In his latest poetry collection, the T. S. Eliot Prize-winning A Portable Paradise, Roger Robinson investigates the idea of a utopian paradise—the weight this word holds for his country Great Britain, and what it means in relation to his prematurely born son. He writes about the paradise that was denied the people of Grenfell Tower. The paradise that for decades has been denied the Windrush generation, who crossed the sea from the former Caribbean colonies to Great Britain. And for those captured within modern forms of slavery.
Prayers for those lost and those left behind. Prayers to heal the traumas so constantly repeated in our age.
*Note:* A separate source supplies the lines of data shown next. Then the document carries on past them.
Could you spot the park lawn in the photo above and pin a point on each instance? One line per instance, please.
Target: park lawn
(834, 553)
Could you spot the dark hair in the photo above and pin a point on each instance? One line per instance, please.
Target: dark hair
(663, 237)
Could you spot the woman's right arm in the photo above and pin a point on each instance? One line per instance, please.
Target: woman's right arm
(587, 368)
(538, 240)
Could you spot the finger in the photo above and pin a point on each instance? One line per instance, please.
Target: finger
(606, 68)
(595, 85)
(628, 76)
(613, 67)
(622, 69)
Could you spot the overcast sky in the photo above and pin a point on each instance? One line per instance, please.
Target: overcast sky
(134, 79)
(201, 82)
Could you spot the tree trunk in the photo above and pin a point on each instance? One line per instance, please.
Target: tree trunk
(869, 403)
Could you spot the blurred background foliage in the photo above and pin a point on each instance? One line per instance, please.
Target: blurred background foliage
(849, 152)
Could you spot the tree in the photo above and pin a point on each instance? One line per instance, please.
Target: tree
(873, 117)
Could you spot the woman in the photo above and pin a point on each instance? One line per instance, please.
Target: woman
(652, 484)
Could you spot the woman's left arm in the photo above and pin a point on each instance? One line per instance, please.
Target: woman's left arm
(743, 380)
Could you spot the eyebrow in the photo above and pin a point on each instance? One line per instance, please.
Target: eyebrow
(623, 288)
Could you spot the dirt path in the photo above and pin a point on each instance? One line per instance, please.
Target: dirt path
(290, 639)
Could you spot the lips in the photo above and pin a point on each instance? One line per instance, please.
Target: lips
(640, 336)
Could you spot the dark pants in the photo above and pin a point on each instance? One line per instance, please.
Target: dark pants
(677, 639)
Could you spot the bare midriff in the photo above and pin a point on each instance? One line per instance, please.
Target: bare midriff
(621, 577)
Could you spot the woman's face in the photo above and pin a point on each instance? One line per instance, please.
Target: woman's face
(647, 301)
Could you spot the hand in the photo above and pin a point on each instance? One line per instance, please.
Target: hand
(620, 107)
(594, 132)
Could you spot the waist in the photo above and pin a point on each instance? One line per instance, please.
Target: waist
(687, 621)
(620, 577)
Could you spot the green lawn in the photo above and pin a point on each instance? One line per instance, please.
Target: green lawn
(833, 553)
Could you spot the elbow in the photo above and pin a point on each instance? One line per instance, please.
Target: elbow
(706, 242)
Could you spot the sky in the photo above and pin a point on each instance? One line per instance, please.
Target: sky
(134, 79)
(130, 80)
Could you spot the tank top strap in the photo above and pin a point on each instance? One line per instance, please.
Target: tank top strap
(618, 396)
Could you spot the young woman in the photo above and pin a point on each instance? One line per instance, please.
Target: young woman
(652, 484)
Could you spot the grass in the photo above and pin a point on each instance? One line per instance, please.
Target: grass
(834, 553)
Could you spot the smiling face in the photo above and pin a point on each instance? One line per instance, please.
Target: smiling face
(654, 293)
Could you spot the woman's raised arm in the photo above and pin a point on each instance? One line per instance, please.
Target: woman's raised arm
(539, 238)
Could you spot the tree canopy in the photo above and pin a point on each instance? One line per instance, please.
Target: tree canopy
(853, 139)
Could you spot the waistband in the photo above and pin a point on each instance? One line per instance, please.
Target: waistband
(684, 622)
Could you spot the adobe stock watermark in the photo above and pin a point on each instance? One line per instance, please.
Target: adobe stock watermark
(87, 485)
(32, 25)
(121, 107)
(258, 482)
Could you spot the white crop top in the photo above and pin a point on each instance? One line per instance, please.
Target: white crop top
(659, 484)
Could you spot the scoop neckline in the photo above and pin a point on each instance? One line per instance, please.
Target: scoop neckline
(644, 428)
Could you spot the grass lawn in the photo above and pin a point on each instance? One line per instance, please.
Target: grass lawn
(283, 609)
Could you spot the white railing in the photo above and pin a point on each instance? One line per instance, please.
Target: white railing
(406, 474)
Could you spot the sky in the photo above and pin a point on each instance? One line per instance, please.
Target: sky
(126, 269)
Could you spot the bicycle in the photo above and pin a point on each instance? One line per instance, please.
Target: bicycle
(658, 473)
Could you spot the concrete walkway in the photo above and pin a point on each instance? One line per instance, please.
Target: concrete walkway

Roger Robinson is a poet and performer, an activist, and the vocalist in King Midas Sound. He was born in the northwest borough of Hackney in London, but as a three year old returned to his parent’s Trinidad. He was captivated by his mother’s magical storytelling over the dinner table, and attended the most prestigious schools on the island while his father worked as a PR executive for an oil company—one of the first black men to reach such heights. He returned to London as a teenager, and during the nineties made a name for himself in the capital’s poetry movement. He combines his own writing with giving writing workshops in London’s schools.A Portable Paradise will be published in Swedish through Rastlös Förlag during the autumn of 2020 in translation by Maziar Farsin.